Tandis que les religions abrahamiques (le christianisme, le judaïsme et l’islam) sont celles qui font remonter leur tradition religieuse au patriarche d’Abraham, les religions dites yogiques sont celles dont la dévotion est centrée sur la pratique du yoga, ou de la méditation, et dont l’origine remonte aux traditions religieuses de l’Inde. Les religions primitives, notamment celles des autochtones d’Amérique du Nord et les religions africaines, sont axées sur des expériences religieuses fondamentales, comme les songes, les visions, les expériences extra-corporelles et l’intervention des ancêtres dans la vie quotidienne.
D’après cette typologie simplifiée, l’Église de Scientologie, qui insiste sur le rôle du fondateur, Ron L. Hubbard, en tant que médiateur spirituel, serait une religion à la fois primitive et yogique.Ce mouvement qui jouit d’une grande popularité sur la Côte Est et compte l’adhésion de bon nombre de célébrités s’accroît de jour en jour en Colombie Britannique, avec un nombre grandissant de francophones. Au cœur de controverses il y a quelques années de cela, cette nouvelle religion plane sur des eaux calmes en Amérique du nord. Jean-Philippe, initié depuis trente ans, démystifie les zones sombres du dogme : « je suis plus serein dans ma conception de la vie. Je comprends désormais le fonctionnement et la réactivité du mental. J’ai l’espoir que le monde ne va pas sombrer dans la destruction car nous disposons des moyens d’éduquer la population et rehausser la moralité ». Nadine, jeune initiée, défend les principes humanitaires ancrés chez les scientologues. « Nous sommes toujours présents dans les moments difficiles et les catastrophes, et les célébrités scientologues viennent en aide aux sinistrés ».
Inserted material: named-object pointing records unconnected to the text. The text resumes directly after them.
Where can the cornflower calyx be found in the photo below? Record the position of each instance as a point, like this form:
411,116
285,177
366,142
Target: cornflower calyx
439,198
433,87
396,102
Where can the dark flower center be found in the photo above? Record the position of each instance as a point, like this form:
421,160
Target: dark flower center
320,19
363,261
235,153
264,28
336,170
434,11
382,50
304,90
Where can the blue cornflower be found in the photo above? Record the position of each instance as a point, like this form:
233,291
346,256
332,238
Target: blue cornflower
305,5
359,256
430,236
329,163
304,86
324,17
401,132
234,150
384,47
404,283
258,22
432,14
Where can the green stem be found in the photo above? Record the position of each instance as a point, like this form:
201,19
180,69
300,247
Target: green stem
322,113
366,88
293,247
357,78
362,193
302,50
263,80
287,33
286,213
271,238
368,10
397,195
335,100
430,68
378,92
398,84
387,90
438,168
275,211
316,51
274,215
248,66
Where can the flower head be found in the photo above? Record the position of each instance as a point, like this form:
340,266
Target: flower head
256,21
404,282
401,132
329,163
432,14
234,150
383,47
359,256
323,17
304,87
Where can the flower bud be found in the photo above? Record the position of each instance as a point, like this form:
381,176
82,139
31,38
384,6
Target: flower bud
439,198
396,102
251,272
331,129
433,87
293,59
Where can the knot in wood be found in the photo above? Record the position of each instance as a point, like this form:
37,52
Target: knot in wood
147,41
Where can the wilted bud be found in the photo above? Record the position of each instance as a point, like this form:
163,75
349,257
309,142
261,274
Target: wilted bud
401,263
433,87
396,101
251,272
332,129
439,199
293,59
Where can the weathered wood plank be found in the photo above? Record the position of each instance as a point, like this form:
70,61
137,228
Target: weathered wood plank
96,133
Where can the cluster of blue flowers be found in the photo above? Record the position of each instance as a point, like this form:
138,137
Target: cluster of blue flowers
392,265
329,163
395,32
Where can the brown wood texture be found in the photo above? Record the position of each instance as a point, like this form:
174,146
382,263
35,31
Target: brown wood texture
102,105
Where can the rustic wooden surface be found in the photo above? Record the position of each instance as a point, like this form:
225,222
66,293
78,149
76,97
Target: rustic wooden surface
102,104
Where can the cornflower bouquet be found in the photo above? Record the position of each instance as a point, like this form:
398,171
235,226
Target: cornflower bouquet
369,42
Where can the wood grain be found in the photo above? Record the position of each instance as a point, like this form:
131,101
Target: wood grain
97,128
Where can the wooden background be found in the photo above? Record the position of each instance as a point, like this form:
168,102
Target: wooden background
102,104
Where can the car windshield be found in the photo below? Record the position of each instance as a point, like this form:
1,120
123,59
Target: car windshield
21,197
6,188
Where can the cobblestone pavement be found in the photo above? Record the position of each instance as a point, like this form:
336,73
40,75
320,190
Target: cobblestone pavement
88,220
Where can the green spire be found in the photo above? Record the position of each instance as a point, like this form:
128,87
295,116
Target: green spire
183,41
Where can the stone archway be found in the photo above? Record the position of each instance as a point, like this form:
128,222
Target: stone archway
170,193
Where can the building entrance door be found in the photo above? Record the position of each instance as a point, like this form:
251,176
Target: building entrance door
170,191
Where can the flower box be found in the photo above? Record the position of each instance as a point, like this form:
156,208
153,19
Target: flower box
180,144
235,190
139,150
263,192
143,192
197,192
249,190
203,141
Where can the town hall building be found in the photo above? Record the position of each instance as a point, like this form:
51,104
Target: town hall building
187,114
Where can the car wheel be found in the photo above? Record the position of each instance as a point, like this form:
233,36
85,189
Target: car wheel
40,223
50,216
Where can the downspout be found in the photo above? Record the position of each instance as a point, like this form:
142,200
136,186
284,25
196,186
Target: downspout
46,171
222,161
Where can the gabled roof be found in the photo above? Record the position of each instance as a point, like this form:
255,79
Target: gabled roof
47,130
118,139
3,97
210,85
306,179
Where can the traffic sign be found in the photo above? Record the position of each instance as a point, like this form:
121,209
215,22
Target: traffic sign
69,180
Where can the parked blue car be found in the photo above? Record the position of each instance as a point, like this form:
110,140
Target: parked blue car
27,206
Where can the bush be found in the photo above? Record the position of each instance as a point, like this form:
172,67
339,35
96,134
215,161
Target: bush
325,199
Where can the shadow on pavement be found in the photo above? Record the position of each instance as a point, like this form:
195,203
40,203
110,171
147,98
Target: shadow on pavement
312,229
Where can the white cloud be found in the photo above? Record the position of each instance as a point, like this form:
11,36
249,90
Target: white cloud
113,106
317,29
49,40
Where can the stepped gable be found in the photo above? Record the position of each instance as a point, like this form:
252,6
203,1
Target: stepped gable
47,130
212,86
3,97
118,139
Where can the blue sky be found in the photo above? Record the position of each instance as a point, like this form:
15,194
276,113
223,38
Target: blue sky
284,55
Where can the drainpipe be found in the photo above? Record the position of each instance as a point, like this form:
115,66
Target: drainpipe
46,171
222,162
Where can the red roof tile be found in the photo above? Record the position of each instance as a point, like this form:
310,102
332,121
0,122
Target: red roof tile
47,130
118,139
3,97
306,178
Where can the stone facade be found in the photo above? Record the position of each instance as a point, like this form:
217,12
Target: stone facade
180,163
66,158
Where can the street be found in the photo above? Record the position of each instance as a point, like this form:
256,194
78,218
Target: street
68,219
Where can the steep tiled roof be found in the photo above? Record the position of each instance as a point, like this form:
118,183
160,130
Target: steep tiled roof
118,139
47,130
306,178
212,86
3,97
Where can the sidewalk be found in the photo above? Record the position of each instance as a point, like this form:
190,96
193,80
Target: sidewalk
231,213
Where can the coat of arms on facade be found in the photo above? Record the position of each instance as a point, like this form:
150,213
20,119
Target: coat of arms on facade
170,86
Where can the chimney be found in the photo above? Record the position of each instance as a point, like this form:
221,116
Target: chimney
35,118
Un autre groupe important de la Colombie-Britannique, d’orientation essentiellement yogique, est celui des Emissaries of Divine Light qui dénombre quelques âmes francophones, peu nombreuses. Catherine, adepte, pense ainsi que rien n’arrive par hasard dans la vie et que toute chose prend naissance dans un dessein spirituel profond.
Une pléthore de cultes
Il y aussi de ces petits cultes discrets mais bien installés qui attirent bon nombre d’initiés. Le Quan Yin (qui joue sa carte maîtresse sur la contemplation de la lumière intérieure) est parmi ceux-ci. Florence, catholique mais également disciple du maître Ching Hai depuis de nombreuses années affirme : « grâce à la Méthode Quan Yin, j’atteins ma pleine humanité pour rejoindre la divinité ! Je n’ai jamais abandonné le catholicisme, bien au contraire, j’en bénéficie puisque j’en saisis les enseignements de l’intérieur. »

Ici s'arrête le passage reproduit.